The parsing induced pose estimation model is formulated as：
$$
f_{[\theta,\theta’]}:I\to P, where\ \theta’ = g(I,S) \tag{1} \label{eq1}
$$

$\theta, \theta’$: learnable parameters

This paper design a Parsing Induced Learner (PIL) to explictly learn function$g(\cdot)$. The proposed PIL consists of:

A parsing encoder $E_{\theta^S}^S(\cdot)$ for extracting the parsing features
A parameter adapter $K_\phi(\cdot)$ for learning the dynamic parameters $\theta’$ by taking the features output of the parsing encoder $E_{\theta^S}^S(\cdot)$ .
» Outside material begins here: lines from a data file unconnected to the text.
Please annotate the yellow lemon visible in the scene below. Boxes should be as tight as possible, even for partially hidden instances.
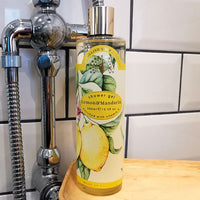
[80,123,109,172]
[76,126,82,158]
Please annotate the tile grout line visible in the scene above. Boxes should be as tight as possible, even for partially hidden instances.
[129,0,133,49]
[126,48,200,54]
[65,49,69,118]
[178,54,184,112]
[125,110,200,117]
[0,188,36,196]
[124,116,129,158]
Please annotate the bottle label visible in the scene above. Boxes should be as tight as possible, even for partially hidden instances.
[76,45,125,189]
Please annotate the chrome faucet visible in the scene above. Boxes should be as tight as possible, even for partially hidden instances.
[1,0,87,200]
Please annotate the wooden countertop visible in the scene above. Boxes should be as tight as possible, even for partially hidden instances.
[59,159,200,200]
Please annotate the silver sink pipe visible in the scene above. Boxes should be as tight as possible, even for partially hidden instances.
[1,20,32,200]
[1,0,88,200]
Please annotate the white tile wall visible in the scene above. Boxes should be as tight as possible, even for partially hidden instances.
[0,0,200,200]
[0,192,39,200]
[128,113,200,160]
[180,54,200,111]
[0,121,76,193]
[68,50,76,117]
[126,52,181,114]
[132,0,200,51]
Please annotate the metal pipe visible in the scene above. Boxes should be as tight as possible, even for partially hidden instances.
[92,0,104,6]
[1,20,32,200]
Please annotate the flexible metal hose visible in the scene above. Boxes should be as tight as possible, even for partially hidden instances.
[6,68,26,200]
[92,0,104,6]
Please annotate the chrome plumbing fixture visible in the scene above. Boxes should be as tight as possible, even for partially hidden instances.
[1,0,88,200]
[1,20,32,200]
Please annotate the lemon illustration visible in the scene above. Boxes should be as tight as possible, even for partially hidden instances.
[76,126,82,158]
[80,123,109,172]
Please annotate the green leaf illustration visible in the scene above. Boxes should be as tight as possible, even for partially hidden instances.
[99,112,123,136]
[108,136,122,154]
[80,68,103,88]
[81,88,92,96]
[110,55,116,67]
[102,75,116,93]
[76,157,90,180]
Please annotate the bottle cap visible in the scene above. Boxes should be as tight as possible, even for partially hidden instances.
[88,6,114,35]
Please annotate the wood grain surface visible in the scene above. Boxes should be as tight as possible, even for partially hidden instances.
[59,159,200,200]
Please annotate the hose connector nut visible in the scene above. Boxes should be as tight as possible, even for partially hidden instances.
[1,55,21,68]
[32,0,60,7]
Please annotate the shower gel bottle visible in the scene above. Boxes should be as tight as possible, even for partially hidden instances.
[76,3,126,195]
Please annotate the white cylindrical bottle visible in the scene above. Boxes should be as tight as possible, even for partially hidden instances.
[76,3,126,195]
Therefore, $\theta’$ can be formulated as:
$$
\theta’ = g(I,S):= K_\phi(E_{\theta_S}^S(I))
$$

Pose Encoder

The pose encoder $E_{\theta^p}^P(\cdot)$ extracts dicriminative features $F^P = E_{\theta^P}^P(I)$ from the imput image $I$.
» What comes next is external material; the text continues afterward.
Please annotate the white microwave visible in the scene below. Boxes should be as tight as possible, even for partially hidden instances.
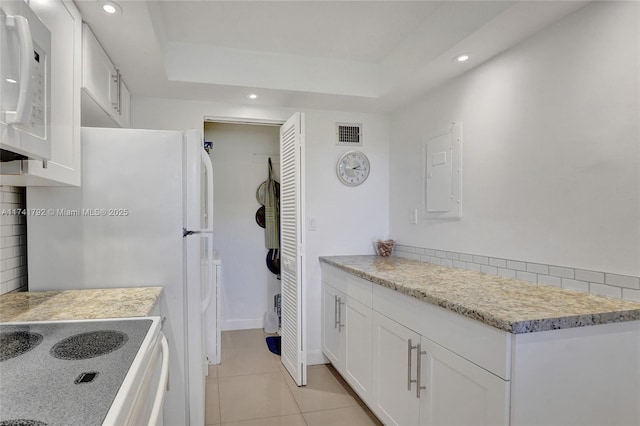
[0,0,51,161]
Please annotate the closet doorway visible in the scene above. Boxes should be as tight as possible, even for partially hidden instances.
[204,112,307,386]
[204,122,280,331]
This paper implements it via VGG16 based Fully Convolutional Network (FCN) and Hourglass network, respectively.

PIL

The proposed PIL consists of a parsing encoder for extracting the parsing features, and a parameter adapter for learning the dynamic parameters $\theta’$

Parsing Encoder

The parsing encoder $E_{\theta_S}^S(\cdot)$ extracts features $F^S = E_{\theta_S}^S(I)$ for both parsing and pose estimaton.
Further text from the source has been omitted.